With so many brands available and plenty of contradicting opinions, picking the best gloves for sailing could be a confusing method. Bottom line-there is no single “best sailing glove” that meets everyone’s demands. The best mitts for you will match your fingers and what you want to do with them.
Whitecaps Marine Outfitters have put together some good info to assist you in understanding some different things to consider in looking for a glove. We’ve already talked about choosing a glove based on the task. In this post, we consider the central materials applied.
Best Sailing Gloves
Most sailing gloves are manufactured from materials which include nylon, polyurethane, neoprene and many other artificial materials which includes proprietary titles like Amara, Black Magic™, Dura-Grip™, Proton-Ultra™ and others. Amara synthetic leather material is used by most manufacturers for high-grip locations.
Amara would wear well, executes when drenched, dries swiftly, and can handle the harsh, high UV underwater environment. Manufacturers using Amara include Henri Lloyd, Ronstan, and Gill. Harken mitts are made with a different man made leather referred to as Black Magic™ combined with many other materials. Gill uses Amara, Dura-grip™, and Proton-Ultra™ to varying degrees in their gloves.
Glove building often features a double-layered materials coverage in the main wear areas that can cover tiny patches around the fingers and palm or maybe the whole region. Some safety gloves like the Slam Vela cruising glove add more padding inside the heel of your palm, which is especially ideal for tiller-work. Total-palm Amara insurance, like Ronstan’s Sticky Finger gloves, ensures they are well designed for sustained line grip, like in skiff sailing.
Some Henri Lloyd and Gill gloves improve the Amara leather material grip by including Kevlar stitching and thread in the material to help abrasion resistance and tearing. Henri Lloyd’s Stealth Master gloves have generous insurance over the hands and fingers and are reduce with a longer finger duration in the ¾ length gloves.
The Gill Championship cruising gloves use Amara with Dura-Grip™ to improve the grasp areas, as the Gill Pro sailing glove uses Proton-Ultra™ and Dura-Grip™ to enhance grip and abrasion resistance.

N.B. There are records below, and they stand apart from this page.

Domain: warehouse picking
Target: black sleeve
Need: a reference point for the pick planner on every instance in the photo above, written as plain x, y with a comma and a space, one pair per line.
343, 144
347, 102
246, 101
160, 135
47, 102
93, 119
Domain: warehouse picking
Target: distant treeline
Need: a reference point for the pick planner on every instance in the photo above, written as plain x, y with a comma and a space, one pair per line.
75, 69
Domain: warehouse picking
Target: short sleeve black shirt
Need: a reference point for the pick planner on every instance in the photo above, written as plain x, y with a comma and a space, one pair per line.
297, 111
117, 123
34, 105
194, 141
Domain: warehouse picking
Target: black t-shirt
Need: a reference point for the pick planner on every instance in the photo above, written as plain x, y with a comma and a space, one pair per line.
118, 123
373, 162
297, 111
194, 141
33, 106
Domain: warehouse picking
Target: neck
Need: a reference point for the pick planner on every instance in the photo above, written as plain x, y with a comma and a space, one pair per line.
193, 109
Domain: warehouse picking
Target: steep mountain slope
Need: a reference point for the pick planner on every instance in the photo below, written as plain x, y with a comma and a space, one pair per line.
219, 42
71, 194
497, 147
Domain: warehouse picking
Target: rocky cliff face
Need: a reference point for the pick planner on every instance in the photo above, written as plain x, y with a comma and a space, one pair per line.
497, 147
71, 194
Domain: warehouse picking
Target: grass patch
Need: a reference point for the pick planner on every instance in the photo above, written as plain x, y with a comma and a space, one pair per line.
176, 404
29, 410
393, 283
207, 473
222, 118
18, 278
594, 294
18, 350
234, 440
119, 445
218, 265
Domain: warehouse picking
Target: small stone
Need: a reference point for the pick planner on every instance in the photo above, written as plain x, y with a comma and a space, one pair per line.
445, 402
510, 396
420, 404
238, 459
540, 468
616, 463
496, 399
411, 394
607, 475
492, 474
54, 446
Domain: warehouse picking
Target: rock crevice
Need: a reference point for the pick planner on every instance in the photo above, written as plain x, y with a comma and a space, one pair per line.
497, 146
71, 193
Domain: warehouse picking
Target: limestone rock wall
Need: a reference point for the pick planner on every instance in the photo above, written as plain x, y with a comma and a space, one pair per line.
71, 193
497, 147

Harken sailing hand protection, similar to Gill’s Pro glove, use a various synthetic material than Amara leather. The Harken Black colored Magic™, like Gill’s Proton Ultra™, is actually a trademarked blend of synthetics such as nylon and polyurethane. Harken’s Black Magic™ material is grip-biased man made leather, a variation in which is found in some best sailing gloves. The Gill Proton Ultra even offers medical beginnings; the material can also be used in artificial joints due to high use resistant attributes.
Some sailors use horticulture–design gloves. These are typically cheap, very poor fitting, and present limited abrasion resistance. The advantage is that they are very sticky, and thus preferred by some for dinghy sailing, with all the understanding that they’ll be used a few times and then discarded. They are not made for sustained hefty line work and absorb and carry water. For many sailors who don’t have thin lines running cost-free across their palm, selecting a pair of gloves made for your type of sailing is the best option.
Each glove has good and bad points. There is no “one best” glove for every job–it all depends on what you are doing and how you make use of them. Dinghy, one-design and style, beer-can race, coastal cruising, or sea–limited, gloves are an important component of protective products. Check out the best sailing gloves.